8086 instruction format (16 bit)
This is the general instruction form for the 8086 sequentially in main memory:
|Opcode (first byte)||D||W|
|Opcode 2 (occasional second byte)|
|Displacement or data (occasional: 1, 2 or 4 bytes)|
- Optional prefixes which change the operation of the instruction
- (1 bit) Direction. 1 = Register is Destination, 0 = Register is source.
- (1 bit) Operation size. 1 = Word, 0 = byte.
- the opcode is a 6 bit quantity that determines what instruction family the code is
- MOD (Mod)
- (2 bits) Register mode.
- (3 bits) Register. Each register has an identifier.
- R/M (r/m)
- (3 bits) Register/Memory operand
Not all instructions have W or D bits; in some cases, the width of the operation is either irrelevant or implicit, and for other operations the data direction is irrelevant.
Notice that Intel instruction format is little-endian, which means that the lowest-significance bytes are closest to absolute address 0. Thus, words are stored low-byte first; the value 1234H is stored in memory as 34H 12H. By convention, most-significant bits are always shown to the left within the byte, so 34H would be 00110100B.
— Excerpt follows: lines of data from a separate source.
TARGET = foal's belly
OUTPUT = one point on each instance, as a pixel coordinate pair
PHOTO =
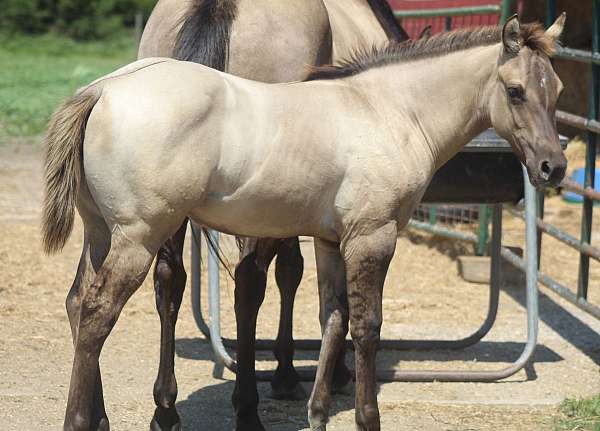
(264, 217)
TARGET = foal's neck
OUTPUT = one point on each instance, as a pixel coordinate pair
(440, 101)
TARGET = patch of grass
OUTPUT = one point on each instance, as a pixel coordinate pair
(38, 72)
(579, 415)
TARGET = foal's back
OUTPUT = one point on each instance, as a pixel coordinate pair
(223, 146)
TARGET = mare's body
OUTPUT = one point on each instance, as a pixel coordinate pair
(356, 170)
(268, 41)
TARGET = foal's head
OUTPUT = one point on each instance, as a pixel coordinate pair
(523, 100)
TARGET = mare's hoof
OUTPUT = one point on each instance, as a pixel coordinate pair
(249, 425)
(294, 393)
(165, 420)
(103, 425)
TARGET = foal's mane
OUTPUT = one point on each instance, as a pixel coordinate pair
(533, 36)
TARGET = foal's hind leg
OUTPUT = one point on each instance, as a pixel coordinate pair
(169, 285)
(95, 248)
(288, 273)
(367, 259)
(101, 302)
(250, 284)
(334, 327)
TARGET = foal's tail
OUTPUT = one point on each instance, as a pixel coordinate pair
(63, 166)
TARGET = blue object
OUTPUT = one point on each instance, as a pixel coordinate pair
(579, 177)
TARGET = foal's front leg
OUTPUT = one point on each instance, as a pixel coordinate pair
(169, 285)
(333, 316)
(367, 260)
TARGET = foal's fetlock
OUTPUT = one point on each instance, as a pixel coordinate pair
(343, 381)
(165, 419)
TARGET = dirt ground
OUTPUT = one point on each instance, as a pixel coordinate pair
(424, 298)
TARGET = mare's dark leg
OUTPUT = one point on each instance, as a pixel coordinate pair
(100, 304)
(169, 285)
(367, 259)
(250, 284)
(288, 273)
(333, 316)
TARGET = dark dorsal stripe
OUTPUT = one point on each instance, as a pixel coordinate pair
(532, 35)
(384, 14)
(204, 34)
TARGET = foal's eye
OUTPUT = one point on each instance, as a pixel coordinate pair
(515, 94)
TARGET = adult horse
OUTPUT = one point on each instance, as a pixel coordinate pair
(269, 41)
(336, 158)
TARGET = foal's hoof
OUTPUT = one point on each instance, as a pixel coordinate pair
(165, 420)
(103, 425)
(251, 424)
(294, 393)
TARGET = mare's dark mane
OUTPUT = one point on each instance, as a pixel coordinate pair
(532, 35)
(204, 34)
(385, 15)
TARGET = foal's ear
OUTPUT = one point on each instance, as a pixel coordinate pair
(556, 29)
(511, 35)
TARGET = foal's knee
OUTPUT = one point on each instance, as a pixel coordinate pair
(289, 265)
(250, 282)
(365, 335)
(164, 273)
(98, 314)
(72, 304)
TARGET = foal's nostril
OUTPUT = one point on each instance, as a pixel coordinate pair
(546, 169)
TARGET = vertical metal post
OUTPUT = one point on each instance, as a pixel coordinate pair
(540, 201)
(214, 309)
(197, 280)
(139, 26)
(531, 265)
(506, 11)
(483, 230)
(590, 160)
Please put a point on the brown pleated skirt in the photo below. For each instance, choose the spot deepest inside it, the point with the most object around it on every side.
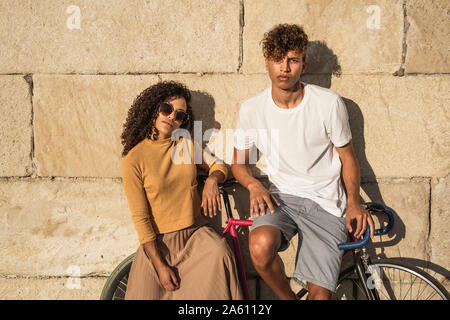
(202, 260)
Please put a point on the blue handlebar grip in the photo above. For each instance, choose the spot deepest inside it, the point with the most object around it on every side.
(390, 213)
(356, 244)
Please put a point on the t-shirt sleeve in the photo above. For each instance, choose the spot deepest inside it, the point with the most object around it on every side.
(137, 201)
(338, 127)
(244, 137)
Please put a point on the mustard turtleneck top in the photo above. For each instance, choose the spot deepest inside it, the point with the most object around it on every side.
(160, 182)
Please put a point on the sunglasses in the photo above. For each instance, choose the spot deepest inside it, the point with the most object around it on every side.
(166, 108)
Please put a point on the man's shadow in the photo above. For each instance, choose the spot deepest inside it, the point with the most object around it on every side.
(322, 65)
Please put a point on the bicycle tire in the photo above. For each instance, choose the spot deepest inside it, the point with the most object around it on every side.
(432, 289)
(116, 284)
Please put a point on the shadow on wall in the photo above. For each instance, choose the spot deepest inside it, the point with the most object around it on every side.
(322, 65)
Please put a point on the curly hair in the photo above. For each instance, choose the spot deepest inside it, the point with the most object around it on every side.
(144, 111)
(283, 38)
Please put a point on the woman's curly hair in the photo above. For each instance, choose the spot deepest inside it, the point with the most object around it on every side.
(283, 38)
(144, 111)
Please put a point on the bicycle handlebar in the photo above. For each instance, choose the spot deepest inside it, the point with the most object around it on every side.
(375, 207)
(370, 206)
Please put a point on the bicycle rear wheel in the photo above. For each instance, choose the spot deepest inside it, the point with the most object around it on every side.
(393, 280)
(116, 285)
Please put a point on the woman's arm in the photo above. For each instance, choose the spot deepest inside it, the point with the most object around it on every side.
(218, 173)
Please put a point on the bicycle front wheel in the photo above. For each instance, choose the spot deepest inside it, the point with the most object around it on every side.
(116, 284)
(392, 280)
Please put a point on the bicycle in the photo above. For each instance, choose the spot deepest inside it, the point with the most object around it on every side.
(382, 279)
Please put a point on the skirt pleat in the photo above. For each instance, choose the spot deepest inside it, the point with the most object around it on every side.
(201, 259)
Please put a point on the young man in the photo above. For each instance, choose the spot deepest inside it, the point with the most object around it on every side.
(303, 132)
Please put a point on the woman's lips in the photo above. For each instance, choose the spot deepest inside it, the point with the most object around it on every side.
(283, 78)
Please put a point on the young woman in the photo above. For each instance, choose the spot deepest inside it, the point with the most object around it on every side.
(180, 256)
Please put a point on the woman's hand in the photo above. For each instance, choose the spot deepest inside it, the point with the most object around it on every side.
(167, 278)
(211, 196)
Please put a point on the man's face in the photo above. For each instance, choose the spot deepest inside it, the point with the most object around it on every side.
(285, 74)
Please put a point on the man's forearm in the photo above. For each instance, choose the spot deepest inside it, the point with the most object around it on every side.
(351, 176)
(243, 174)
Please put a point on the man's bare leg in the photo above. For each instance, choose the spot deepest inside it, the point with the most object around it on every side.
(264, 242)
(316, 292)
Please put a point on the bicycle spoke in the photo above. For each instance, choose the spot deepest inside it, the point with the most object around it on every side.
(402, 282)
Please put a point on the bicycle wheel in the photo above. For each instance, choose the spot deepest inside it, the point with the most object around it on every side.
(116, 285)
(393, 280)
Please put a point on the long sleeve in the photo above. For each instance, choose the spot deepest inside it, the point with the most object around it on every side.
(137, 201)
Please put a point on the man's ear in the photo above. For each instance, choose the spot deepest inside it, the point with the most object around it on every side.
(305, 64)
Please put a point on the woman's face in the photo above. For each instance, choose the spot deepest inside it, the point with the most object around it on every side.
(167, 124)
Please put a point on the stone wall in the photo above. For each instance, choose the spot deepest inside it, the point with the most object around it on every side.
(68, 75)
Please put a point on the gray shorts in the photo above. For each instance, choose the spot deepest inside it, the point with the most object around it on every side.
(318, 258)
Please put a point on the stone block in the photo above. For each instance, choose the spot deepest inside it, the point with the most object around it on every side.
(399, 125)
(50, 288)
(427, 36)
(439, 239)
(119, 37)
(79, 120)
(54, 228)
(345, 36)
(16, 130)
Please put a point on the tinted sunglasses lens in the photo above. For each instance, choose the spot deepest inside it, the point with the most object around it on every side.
(165, 108)
(180, 116)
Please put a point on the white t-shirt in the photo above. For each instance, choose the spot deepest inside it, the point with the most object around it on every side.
(298, 143)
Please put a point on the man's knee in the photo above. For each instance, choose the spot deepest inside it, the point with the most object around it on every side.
(316, 292)
(263, 244)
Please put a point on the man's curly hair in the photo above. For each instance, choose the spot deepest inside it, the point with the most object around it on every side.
(144, 111)
(283, 38)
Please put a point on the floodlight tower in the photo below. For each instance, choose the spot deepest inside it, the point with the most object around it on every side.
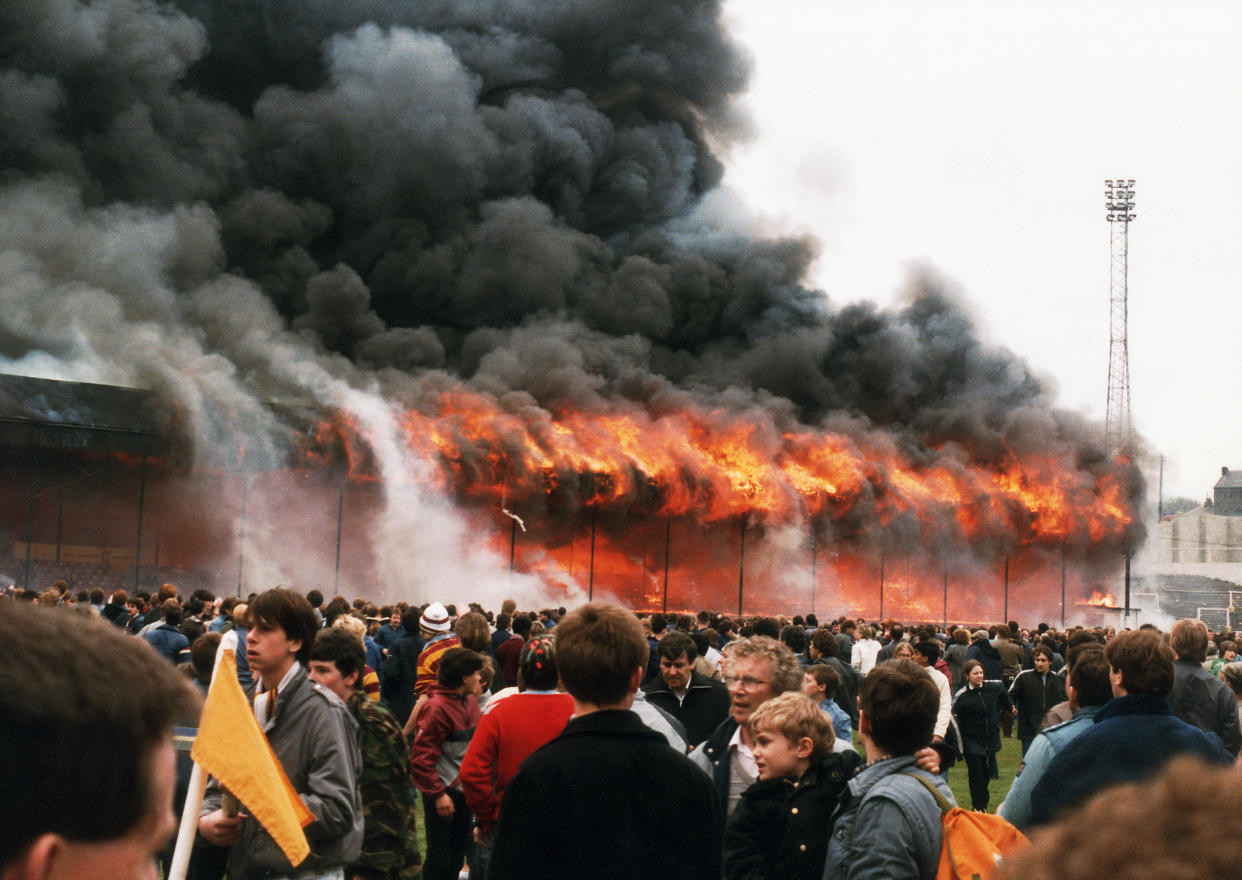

After the initial 2 bytes, each instruction can have many additional addressing/immediate data bytes.
Mod / Reg / R/M tables
|00||If r/m is 110, Displacement (16 bits) is address; otherwise, no displacement|
|01||Eight-bit displacement, sign-extended to 16 bits|
|10||16-bit displacement (example: MOV [BX + SI]+ displacement,al)|
|11||r/m is treated as a second "reg" field|
|Reg||W = 0||W = 1||double word|
|000||(BX) + (SI) + displacement (0, 1 or 2 bytes long)|
|001||(BX) + (DI) + displacement (0, 1 or 2 bytes long)|
|010||(BP) + (SI) + displacement (0, 1 or 2 bytes long)|
|011||(BP) + (DI) + displacement (0, 1 or 2 bytes long)|
|100||(SI) + displacement (0, 1 or 2 bytes long)|
|101||(DI) + displacement (0, 1 or 2 bytes long)|
|110||(BP) + displacement unless mod = 00 (see mod table)|
|111||(BX) + displacement (0, 1 or 2 bytes long)|
Note the special meaning of MOD 00, r/m 110. Normally, this would be expected to be the operand [BP]. However, instead the 16-bit displacement is treated as the absolute address. To encode the value [BP], you would use mod = 01, r/m = 110, 8-bit displacement = 0.
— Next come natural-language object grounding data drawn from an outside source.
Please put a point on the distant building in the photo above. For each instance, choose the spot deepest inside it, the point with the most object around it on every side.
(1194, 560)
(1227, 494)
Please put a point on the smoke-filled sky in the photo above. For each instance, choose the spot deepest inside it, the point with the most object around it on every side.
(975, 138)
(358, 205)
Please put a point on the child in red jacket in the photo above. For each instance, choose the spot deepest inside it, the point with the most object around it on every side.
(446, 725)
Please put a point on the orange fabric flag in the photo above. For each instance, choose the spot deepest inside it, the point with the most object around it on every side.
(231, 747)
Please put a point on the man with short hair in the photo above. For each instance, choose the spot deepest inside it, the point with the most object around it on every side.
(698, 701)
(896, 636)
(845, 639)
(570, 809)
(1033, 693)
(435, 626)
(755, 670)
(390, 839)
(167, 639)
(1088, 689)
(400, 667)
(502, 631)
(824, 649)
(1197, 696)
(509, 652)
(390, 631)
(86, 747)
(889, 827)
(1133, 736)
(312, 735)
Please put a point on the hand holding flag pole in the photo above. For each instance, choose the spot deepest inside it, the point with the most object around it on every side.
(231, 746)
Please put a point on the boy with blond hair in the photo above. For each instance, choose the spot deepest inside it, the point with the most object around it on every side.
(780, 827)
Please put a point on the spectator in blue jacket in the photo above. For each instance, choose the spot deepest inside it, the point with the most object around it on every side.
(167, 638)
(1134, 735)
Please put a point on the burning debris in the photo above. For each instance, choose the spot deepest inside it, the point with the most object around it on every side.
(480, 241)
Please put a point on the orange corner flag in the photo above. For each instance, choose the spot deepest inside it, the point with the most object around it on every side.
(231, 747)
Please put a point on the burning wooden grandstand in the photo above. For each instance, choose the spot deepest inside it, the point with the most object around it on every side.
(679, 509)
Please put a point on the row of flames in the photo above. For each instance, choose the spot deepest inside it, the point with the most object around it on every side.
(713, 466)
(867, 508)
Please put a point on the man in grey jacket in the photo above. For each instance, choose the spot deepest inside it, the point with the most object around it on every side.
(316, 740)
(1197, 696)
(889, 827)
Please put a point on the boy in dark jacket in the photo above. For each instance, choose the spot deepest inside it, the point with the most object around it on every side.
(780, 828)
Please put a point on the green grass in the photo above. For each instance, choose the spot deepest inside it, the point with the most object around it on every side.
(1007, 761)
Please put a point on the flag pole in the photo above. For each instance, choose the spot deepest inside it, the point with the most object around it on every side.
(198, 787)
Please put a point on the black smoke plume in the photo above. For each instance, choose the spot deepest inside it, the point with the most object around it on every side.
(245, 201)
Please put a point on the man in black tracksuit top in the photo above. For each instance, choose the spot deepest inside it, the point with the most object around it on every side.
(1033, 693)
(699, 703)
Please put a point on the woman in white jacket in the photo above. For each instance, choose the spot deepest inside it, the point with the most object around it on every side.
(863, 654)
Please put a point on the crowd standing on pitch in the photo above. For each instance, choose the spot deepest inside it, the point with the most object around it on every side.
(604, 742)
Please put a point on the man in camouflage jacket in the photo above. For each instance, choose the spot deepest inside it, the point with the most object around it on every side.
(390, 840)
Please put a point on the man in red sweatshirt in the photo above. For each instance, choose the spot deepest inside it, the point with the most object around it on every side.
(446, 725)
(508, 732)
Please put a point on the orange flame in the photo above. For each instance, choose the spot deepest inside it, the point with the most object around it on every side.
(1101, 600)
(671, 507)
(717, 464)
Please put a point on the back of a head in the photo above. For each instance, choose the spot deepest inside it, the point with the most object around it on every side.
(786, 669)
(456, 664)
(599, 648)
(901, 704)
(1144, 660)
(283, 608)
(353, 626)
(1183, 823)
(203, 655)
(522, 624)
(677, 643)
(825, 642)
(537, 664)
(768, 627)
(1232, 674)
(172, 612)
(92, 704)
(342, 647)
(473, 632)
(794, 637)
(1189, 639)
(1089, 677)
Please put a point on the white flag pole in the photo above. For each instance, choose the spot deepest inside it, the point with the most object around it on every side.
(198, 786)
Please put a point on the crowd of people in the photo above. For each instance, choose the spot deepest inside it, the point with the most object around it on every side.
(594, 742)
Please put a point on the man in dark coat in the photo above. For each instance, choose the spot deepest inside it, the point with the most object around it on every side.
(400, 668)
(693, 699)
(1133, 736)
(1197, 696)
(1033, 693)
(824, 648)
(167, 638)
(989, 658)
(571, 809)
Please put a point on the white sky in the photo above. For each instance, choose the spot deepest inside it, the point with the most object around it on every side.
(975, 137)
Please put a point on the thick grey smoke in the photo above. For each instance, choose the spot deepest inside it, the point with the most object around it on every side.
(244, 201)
Example: Absolute addressing
Let's translate the following instruction into bytecode:
XOR CL, [12H]
Note that this is XORing CL with the contents of address 12H – the square brackets are a common indirection indicator. The opcode for XOR is "001100dw". D is 1 because the CL register is the destination. W is 0 because we have a byte of data. Our first byte therefore is "00110010".
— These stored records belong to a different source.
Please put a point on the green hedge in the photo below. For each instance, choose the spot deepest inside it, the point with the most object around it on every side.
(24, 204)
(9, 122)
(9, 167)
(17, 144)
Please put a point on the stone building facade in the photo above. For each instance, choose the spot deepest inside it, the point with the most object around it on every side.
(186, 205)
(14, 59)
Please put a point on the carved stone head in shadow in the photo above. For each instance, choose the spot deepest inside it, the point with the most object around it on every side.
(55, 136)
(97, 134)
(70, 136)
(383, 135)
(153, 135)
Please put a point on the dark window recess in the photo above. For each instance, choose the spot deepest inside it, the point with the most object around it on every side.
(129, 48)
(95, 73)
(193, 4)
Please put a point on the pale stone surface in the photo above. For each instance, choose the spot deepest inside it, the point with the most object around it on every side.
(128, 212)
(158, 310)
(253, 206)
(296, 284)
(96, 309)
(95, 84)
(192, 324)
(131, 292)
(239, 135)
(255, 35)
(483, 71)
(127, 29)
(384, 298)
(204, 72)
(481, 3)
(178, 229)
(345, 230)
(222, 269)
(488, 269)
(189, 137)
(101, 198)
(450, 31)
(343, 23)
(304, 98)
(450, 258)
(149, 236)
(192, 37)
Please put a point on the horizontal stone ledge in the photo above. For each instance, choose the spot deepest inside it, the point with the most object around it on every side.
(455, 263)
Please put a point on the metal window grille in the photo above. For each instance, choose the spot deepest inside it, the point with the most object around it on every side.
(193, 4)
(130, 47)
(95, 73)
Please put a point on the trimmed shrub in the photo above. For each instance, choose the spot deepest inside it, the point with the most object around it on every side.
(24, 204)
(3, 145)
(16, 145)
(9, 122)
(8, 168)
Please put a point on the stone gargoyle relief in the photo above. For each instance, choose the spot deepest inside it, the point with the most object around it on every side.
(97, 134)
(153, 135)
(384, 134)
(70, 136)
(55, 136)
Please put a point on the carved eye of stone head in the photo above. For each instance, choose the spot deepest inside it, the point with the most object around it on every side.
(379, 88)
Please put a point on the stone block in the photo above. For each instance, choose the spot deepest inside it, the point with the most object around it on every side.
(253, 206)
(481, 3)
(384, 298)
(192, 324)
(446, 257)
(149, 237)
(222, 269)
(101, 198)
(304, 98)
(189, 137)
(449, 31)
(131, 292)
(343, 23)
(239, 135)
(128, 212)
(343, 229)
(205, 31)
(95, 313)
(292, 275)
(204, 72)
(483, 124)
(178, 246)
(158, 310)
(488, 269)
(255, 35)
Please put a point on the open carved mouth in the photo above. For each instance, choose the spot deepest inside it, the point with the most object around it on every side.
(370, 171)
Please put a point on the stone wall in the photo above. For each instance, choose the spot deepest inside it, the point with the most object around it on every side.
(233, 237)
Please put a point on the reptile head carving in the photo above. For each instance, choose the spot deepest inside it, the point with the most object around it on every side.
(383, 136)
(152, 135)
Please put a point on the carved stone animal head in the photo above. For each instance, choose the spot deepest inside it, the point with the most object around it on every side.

Now, we know that the code for CL is 001. Reg thus has the value 001. The address is specified as a simple displacement, so the MOD value is 00 and the R/M is 110. Byte 2 is thus (00 001 110b).
Byte 3 and 4 contain the effective address, low-order byte first, 0012H as 12H 00H, or (00010010b) (00000000b)
XOR CL, [12H] = 00110010 00001110 00010010 00000000 = 32H 0EH 12H 00H
Example: Immediate operand
Now, if we were to want to use an immediate operand, as follows:
XOR CL, 12H
In this case, because there are no square brackets, 12H is immediate: it is the number we are going to XOR against. The opcode for an immediate XOR is 1000000w; in this case, we are using a byte, so w is 0. So our first byte is (10000000b).
The second byte, for an immediate operation, takes the form "mod 110 r/m". Since the destination is a register, mod is 11, making the r/m field a register value. We already know that the register value for CL is 001, so our second byte is (11 110 001b).
The third byte (and fourth byte, if this were a word operation) are the immediate data. As it is a byte, there is only one byte of data, 12H = (00010010b).
All together, then:
XOR CL, 12H = 10000000 11110001 00010010 = 80H F1H 12H
x86-32 Instructions (32 bit)
The 32-bit instructions are encoded in a very similar way to the 16-bit instructions, except (by default) they act upon dword quantities rather than words. Also, they support a much more flexible memory addressing format, which is made possible by the addition of an SIB "scale-index-base" byte, which follows the ModR/M byte.